Friday, April 26, 2013

Tangled Up in Conflict!

Let’s talk about conflict—those tangly, knotty plot threads that screw up your main character’s life and give us a story instead of a straight line. We don’t want to make things easy for your characters—that would be boring. But spending the whole book focused on just one conflict? That’s letting them off too easy, if you ask me. We want them to suffer for your art, despair and wail and feel hopeless before slowly, things start to fall into place, one by one.

I believe for a richly layered story, you can balance three types of conflict for maximum heartache: internal conflict, interpersonal conflict, and global conflict. Regardless of your story’s genre, if you can slot at least one conflict into each of these categories, I think you’ll be pleased with the results, and never tire of ways to torment your character on their journey to the end.

Internal Conflict. This is where you really dig into who your main character is and who he or she wants to be. Whether they are consciously pushing toward these goals or not, that doubt and determination will add interest to your character’s internal life (especially if you’re writing in first person). Does your psychic feel guilt over the harmful nature of her superpower? Does your star quarterback regret that he never made time for his secret love of painting? Does your princess question whether finding a wealthy husband is really all she wants from life? Make them question their identity, or yearn to reconcile their internal wants with the way they’ve constructed their life.

Interpersonal Conflict. Here we learn how your main character ties into the people around him or her. These people can, in turns, help or hinder your character’s other conflicts, or this conflict can be the crux of the story. She could be really close to her dad, and be devastated when he’s diagnosed with cancer. Maybe he is trying to win the eye of the talented sorceress, but she rebukes him at every turn. Whether these interpersonal conflicts form the crux of your story (like in a contemporary romance) or add depth to another conflict, the question of who is or isn’t an ally adds a great sense of tension and drama.

Global Conflict. Now the fate of the universe hangs in the balance! …Or even just the outcome of the Prom Queen vote. The “global” conflict doesn’t have to be a matter of life or death, but it should be something hanging over most if not all of your main players. College entrance exams, a war summit, an impending space shuttle crash, or the beach party to end all beach parties—everyone stands to lose or gain something, and often no one does so more than your main character.

You can weight these three levels of conflict however you like, depending on the sort of story you want to tell. Generally, I would expect different genres to emphasize different levels—an introspective and emotional contemporary may focus on internal conflicts while a high-concept sci-fi might focus on a global conflict—but a strong story will incorporate all three.

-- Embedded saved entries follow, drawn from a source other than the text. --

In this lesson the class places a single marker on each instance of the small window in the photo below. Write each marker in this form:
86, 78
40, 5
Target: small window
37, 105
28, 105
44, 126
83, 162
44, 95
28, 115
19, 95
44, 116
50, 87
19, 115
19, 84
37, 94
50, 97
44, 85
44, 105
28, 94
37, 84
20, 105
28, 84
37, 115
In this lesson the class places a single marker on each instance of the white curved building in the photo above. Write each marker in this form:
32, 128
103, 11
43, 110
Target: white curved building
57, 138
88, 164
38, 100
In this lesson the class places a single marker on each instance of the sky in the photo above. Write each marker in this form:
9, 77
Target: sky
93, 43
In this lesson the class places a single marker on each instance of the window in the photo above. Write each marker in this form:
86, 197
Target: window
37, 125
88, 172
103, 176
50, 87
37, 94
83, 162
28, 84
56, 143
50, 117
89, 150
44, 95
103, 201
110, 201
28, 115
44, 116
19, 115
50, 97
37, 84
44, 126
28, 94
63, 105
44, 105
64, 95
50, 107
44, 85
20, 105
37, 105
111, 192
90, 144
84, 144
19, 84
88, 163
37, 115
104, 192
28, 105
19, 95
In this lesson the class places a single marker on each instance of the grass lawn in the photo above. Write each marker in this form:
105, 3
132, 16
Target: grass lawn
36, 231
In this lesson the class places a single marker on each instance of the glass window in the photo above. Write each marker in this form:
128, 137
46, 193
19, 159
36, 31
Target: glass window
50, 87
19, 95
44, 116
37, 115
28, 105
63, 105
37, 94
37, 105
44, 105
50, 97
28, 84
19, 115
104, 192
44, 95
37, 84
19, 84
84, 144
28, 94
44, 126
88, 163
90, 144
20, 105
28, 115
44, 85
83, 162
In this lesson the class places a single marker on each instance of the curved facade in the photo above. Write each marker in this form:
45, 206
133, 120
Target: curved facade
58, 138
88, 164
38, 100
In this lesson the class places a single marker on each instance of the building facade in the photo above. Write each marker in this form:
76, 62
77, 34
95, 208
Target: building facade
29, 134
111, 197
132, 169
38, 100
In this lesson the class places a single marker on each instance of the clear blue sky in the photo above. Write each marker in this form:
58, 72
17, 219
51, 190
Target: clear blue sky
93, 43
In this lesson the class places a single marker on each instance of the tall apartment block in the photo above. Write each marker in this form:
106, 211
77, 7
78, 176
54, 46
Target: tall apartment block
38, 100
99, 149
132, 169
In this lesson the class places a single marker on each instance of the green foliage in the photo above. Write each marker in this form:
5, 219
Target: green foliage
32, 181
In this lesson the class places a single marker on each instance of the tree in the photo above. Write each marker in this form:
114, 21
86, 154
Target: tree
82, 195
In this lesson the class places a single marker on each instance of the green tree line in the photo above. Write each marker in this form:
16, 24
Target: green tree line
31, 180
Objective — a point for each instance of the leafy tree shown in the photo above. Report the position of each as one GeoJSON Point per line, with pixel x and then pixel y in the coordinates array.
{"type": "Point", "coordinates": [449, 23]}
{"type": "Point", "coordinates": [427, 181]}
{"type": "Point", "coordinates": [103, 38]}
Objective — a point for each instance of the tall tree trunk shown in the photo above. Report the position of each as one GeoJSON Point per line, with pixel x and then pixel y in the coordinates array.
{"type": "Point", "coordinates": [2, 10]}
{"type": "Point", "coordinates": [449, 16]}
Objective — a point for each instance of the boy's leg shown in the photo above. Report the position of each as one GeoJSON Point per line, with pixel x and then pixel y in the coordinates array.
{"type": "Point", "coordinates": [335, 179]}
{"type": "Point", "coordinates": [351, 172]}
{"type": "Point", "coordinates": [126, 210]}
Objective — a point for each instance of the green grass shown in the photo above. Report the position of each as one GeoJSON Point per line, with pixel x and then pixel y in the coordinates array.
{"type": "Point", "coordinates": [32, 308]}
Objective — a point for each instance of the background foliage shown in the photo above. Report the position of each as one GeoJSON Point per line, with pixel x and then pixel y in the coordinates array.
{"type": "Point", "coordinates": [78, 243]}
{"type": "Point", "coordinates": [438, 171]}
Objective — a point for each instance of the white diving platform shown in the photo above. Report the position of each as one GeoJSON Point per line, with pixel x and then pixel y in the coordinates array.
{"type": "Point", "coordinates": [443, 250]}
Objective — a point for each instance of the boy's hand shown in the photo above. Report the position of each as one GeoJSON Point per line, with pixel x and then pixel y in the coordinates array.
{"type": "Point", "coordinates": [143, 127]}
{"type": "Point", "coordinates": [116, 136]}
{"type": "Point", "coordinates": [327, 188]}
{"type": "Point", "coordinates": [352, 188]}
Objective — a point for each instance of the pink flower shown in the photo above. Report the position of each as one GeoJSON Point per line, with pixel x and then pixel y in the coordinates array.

What conflicts on each level occur in your favorite books? How do you incorporate all three levels into your writing?


  1. Thanks for posting about this! I'm in the process of replotting the first half of my MS (first draft finished) to bring out the tension and conflict from the second half. Making a list of the three types of conflict and what (for my MS) falls under each is proving to be especially helpful! Thanks!

  2. I like my stories - both ones I read and ones I write - to focus a lot on internal conflict. I want to know and see how the characters respond to the people and events around them, because that to me is what makes them relatable. I may not have had to respond to an alien invasion, but I know what it's like to respond to stress. I may not have dealt with my friend becoming a vampire, but I know what it's like for a friend to change drastically. If you have that internal, human-condition conflict in your stories, they'll come alive for your readers no matter what the plot or other characters are.